Banda Aceh – Pemberlakuan jam malam di Aceh dinilai mengingatkan tentang masa darurat militer di Aceh. Kondisi ini tentunya akan menghadirkan trauma bagi masyarakat, apalagi tindakan yang dilakukan melibatkan aparat keamanan yang dipersenjatai rotan.
Hal ini diungkapkan ketua Yayasan Aceh Kreatif, Delky Nofrizal Qutni kepada media ini, Kamis 2 April 2020.
Menurut Delky, tindakan berlebihan dari Pemerintah Aceh tentunya dikhawatirkan justru berimbas kepada psikologis masyarakat Aceh.
“Jika masyarakat terus ditekan seperti ini dengan berbagai larangan tidak logis dan tidak diimbangi dengan solusi kongkret, maka dikhawatirkan masyarakat justeru akan trauma dan stres. Ketika secara psikologis masyarakat terganggu, maka imunitasnya akan turun dan rentan terserang penyakit. Kita khawatirkan masyarakat Aceh tidak meninggal karena pendemi corona tapi akhibat tingginya tekanan pemerintah yang berujung kepada stres dan trauma, serta akhibat kelaparan,” ujarnya.
Menurut Delky, Corona itu bukan kalong yang berkeliaran di malam hari. “Emangnya korona itu kalong, jika malam keluar dan menyerbu. Tidakkan, jadi jangan aneh-anehlah. Ini meanset masyarakat sekarang seakan dijepit oleh dua opsi yang diberikan pemerintah menekan psikologis, seakan masyarakat dihadapkan dengan opsi kena pukulan dengan rotan atau telah disediakan tanah kuburan,” imbuhnya.
Delky menyebutkan, presiden Jokowi telah mengintruksikan agar Kemendagri tegur kepala daerah yang tetap melakukan pemblokiran jalan.
“Kita minta Pemerintah Aceh segera cabut pemberlakuan jam malam dan pemblokiran jalan. Jika tidak, maka kita berharap pimpinan daerah yang ngotot juga dicambuk pakai rotan. Jadi imbaskan bukan masyarakat saja terus-terusan jadi korban,” ucapnya.
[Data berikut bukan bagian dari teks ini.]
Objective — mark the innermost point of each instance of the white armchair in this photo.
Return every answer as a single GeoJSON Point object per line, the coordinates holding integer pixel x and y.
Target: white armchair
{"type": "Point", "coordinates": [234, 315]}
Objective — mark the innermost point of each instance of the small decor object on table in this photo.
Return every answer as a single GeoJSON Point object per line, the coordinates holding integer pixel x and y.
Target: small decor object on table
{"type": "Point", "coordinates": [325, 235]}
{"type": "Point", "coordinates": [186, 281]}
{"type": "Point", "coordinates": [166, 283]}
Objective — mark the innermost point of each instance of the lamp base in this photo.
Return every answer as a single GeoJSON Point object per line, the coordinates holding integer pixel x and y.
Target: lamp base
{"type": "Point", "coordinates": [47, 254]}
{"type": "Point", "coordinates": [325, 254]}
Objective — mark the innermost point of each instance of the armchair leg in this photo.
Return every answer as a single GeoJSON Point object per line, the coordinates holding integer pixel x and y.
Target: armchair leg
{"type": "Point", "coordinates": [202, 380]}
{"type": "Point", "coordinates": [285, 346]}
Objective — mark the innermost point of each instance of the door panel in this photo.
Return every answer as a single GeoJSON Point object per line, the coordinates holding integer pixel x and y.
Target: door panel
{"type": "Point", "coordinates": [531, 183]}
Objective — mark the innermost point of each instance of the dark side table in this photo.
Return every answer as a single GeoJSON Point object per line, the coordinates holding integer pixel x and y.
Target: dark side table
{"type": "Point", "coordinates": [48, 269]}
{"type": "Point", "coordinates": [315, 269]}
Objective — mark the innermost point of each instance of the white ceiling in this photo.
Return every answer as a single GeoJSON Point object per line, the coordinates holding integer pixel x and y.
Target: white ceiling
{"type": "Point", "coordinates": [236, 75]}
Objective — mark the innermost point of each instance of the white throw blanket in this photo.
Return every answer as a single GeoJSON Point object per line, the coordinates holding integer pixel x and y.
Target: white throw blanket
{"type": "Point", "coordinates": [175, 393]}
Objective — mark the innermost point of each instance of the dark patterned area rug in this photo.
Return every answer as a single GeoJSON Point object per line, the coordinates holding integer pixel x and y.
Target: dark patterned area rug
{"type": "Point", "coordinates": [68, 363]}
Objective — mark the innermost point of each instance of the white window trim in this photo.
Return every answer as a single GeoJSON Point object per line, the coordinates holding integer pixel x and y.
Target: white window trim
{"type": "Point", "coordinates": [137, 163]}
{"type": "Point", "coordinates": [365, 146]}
Dia juga mengingatkan agar para pedagang dan pelaku UMKM tidak ditertibkan dengan cara kekerasan. ” Laporan masyarakat pelaku UNKM, ada pemberian denda jika tetap melakukan usaha, ada yang disepak pantat hingga kena hukuman dan rotan. Ini seakan menunjukkan Aceh sedang kembali bertransformasi ke era konflik. Jelas-jelas ini tidak bisa dibiarkan kembali terjadi setelah penandatanganan MoU Helsinki. Seharusnya ada upaya pencegahan lain, misalkan dengan melakukan kegiatan sanitasi di tempat usaha pelaku UMKM dan seterusnya, bukan malah memberikan ancaman dan penekanan belaka. Para pelaku UMKM ini juga kebingungan, jika mereka harus tutup tempat usaha, mereka kasih makan apa untuk anak istri, jika mereka buka mereka justru dihadapkan dengan sejumlah tekanan, sungguh kondisi ini memilukan. Akhirnya, nasib pelaku UMKM ibarat buah simalakama, maju kena, mundurpun kena,” cetusnya.
Delky berharap hadirnya langkah-langkah yang bijaksana berbarebg solusi nyata dalam penanganan dan pencegahan Covid 19 di bumi Aceh pusaka.
“Jika penekanan seperti itu terus dilakukan maka itu sama artinya pemerintah sedang mencoba memberlakukan kembali KTP merah putih yang dulu nya pernah diberlakukan di Aceh. Lebih bijaksana dikitlah kebijakannya, jangan kebijakan dikeluarkan dengan kondisi panik dan berujung hadirnya kepanikan berlebihan,” ujar mantan Kabid Advokasi Forum Paguyuban Mahasiswa dan Pemuda Aceh(FPMPA) itu.